Brigitte picked up her pen and clipboard to make notes.
“Different how?”
“A sudden change in mood that seemed to come from nowhere. Or doing something that struck you as out of character?”
“Isn’t that a woman’s prerogative?”
Brigitte didn’t laugh. She just waited, letting the silence do its work.
“Sometimes,” Dan said, “especially before we had kids, she’d get scared at night. Like a little kid, you know, making those noises. I didn’t mind. I’d pat her back until she went to sleep. Was that wrong?”
Brigitte smiled at him. “That was right. Patting her back is such a small thing and yet so significant because you showed her a gentleness she had never known.” She had a warm smile, like an apple doll or a kitchen witch. Callisto watched the smile, wondering how the muscles of the face would feel around such an expression.
“Okay then.” Dan leaned back, relieved.
His relief was somewhat premature in Callisto’s estimation. People often reacted quickly to the word or gesture of a moment, without considering that something else might follow that could cast a rather different light on it.

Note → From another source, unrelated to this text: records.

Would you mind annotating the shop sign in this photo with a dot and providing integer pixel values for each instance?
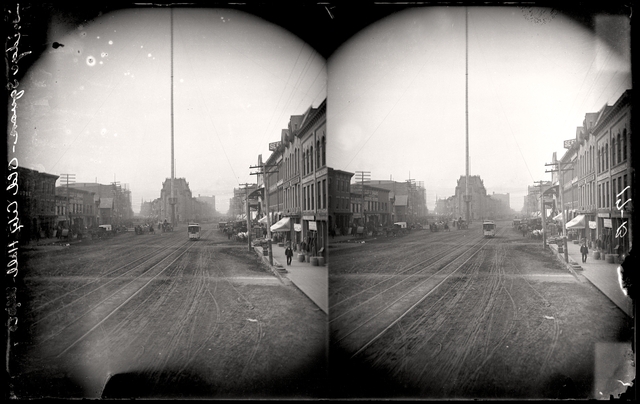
(273, 146)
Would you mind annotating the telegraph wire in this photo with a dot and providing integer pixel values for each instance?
(204, 103)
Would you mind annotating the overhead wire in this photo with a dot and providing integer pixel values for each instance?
(204, 103)
(502, 109)
(280, 97)
(424, 64)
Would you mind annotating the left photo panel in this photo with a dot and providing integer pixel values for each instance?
(167, 199)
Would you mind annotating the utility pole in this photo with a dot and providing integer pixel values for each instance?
(561, 169)
(543, 215)
(467, 197)
(410, 196)
(172, 198)
(265, 176)
(116, 203)
(68, 178)
(246, 196)
(362, 175)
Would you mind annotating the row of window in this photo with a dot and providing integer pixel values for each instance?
(309, 161)
(610, 193)
(74, 208)
(315, 195)
(617, 153)
(371, 206)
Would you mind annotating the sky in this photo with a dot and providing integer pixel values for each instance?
(396, 94)
(99, 104)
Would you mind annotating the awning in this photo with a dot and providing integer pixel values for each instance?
(577, 222)
(283, 224)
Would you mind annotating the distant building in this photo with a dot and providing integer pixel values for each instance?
(122, 204)
(339, 201)
(376, 211)
(408, 199)
(36, 203)
(478, 195)
(81, 211)
(184, 207)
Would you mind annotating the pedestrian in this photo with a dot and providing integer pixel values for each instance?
(289, 253)
(584, 251)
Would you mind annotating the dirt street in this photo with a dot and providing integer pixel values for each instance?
(157, 315)
(456, 315)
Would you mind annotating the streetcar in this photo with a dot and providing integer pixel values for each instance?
(194, 231)
(488, 228)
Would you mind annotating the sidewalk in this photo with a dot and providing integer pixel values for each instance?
(312, 280)
(599, 272)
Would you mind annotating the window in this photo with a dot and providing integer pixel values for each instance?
(613, 151)
(599, 163)
(324, 193)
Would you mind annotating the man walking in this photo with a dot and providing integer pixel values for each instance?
(584, 251)
(289, 253)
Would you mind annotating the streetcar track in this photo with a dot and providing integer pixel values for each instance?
(146, 258)
(114, 310)
(406, 311)
(432, 260)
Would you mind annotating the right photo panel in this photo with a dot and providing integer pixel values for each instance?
(480, 205)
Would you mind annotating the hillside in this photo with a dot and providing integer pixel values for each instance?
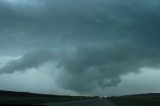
(10, 97)
(151, 99)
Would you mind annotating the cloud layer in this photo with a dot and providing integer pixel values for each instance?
(94, 41)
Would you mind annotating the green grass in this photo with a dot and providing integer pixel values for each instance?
(7, 97)
(137, 100)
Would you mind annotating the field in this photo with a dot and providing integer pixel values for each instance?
(152, 99)
(8, 97)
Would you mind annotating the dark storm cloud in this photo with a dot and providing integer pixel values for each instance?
(28, 61)
(99, 40)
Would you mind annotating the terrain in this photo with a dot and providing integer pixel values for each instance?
(151, 99)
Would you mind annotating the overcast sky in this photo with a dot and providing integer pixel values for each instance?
(80, 47)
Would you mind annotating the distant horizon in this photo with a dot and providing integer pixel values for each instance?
(80, 47)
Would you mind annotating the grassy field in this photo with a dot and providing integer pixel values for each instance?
(7, 97)
(137, 100)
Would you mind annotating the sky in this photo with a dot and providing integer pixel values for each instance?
(80, 47)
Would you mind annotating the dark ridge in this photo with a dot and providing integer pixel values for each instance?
(26, 94)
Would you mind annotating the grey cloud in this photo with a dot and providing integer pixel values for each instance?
(29, 60)
(110, 38)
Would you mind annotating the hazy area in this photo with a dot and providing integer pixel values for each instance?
(80, 47)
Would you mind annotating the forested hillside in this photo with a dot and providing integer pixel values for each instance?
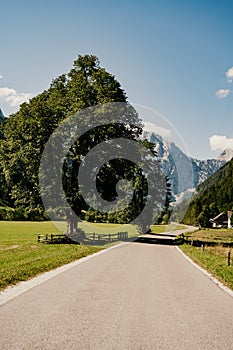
(213, 196)
(25, 134)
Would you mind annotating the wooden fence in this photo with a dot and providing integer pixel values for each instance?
(96, 238)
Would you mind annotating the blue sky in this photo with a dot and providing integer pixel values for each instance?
(170, 56)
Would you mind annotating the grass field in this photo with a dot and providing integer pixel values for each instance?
(213, 259)
(22, 257)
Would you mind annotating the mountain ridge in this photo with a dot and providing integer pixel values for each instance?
(169, 155)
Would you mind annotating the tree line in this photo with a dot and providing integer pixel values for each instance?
(25, 133)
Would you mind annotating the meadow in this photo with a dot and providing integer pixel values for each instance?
(22, 257)
(213, 258)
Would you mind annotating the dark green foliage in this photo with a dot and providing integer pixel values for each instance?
(25, 133)
(213, 196)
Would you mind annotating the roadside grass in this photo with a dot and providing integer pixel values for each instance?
(21, 257)
(166, 228)
(214, 258)
(213, 235)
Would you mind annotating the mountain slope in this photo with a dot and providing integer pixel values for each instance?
(171, 158)
(213, 196)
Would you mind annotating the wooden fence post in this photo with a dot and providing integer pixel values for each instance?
(229, 259)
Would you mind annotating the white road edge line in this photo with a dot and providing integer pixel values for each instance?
(22, 287)
(206, 273)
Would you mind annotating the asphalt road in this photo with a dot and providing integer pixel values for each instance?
(142, 295)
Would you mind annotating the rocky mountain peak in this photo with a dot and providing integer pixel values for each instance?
(226, 155)
(169, 155)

“You know that she was abused.”
“Yes,” he said. “Her father molested her and her mother was critical.” Sharon had told him the same thing she’d told Eleanor, just that much—a piece of the truth. It explained the nightmares and the flinching when she and Dan first made love. It was enough to stop them from visiting her family; enough to keep their children safe.
“When a child experiences excessive trauma,” Brigitte continued, “the mind can split into pieces and each part becomes a separate person. Imagine it as if these people were locked in different rooms. On the outside at least Sharon could grow up and learn normal functioning. But those others are still there, suffering, reliving the trauma over and over because they don’t know any different life exists. They don’t even realize it’spossible. What used to be called multiple personalities is now referred to as dissociative identity disorder, also sometimes as DDNOS, dissociative disorder not otherwise specified. We don’t need to bother about the technical differences.”
“But she has post-partum depression. She had it after Josh was born, too.” He turned to his wife. “Hon, maybe you should see your doctor for a prescription.”
Callisto looked away, her hands clasped in her lap. It was as she’d thought—he’d never understand.
“People like your wife are often misdiagnosed,” Brigitte explained patiently. “You see a depressed new mom, and you assume PPD. But in your wife’s case, hormones weren’t the cause. She has DID, though I don’t like the term ‘disorder.’ It would be more accurate to say that it’s an adaptation to early childhood trauma.”
They could hear the therapist’s cat howling like a beagle upstairs. Brigitte had said that when he made this sound he was lonely. Dan looked around, willing to be distracted by a cat leaping into his lap, but it was locked out and there was nothing for his hands to do but intertwine over a knee. He glanced over at his wife’s expressionless face. “What kind of trauma?” he asked.
It was up to Callisto to reveal now the extent and nature of what they’d hidden from him—she was the only one who could say the words. As she spoke, her voice slightly hoarse as it always was, the others inside waited for Dan to see that they were tainted, disgusting, repellent and loathsome.
“That happened to you?” He looked from his wife to the therapist, who was nodding.
“Unfortunately it isn’t as rare as people think. I’ve had a number of DID clients over the years. Many of them experienced this.”
“Good God.” His foot jiggled more, hands clenched over his knee, jawline hardening.
“You sound angry,” Brigitte said.
“Of course I’m angry!”
Callisto held back the lils from bursting out.
Don’t be mad. I’ll be good. Promise.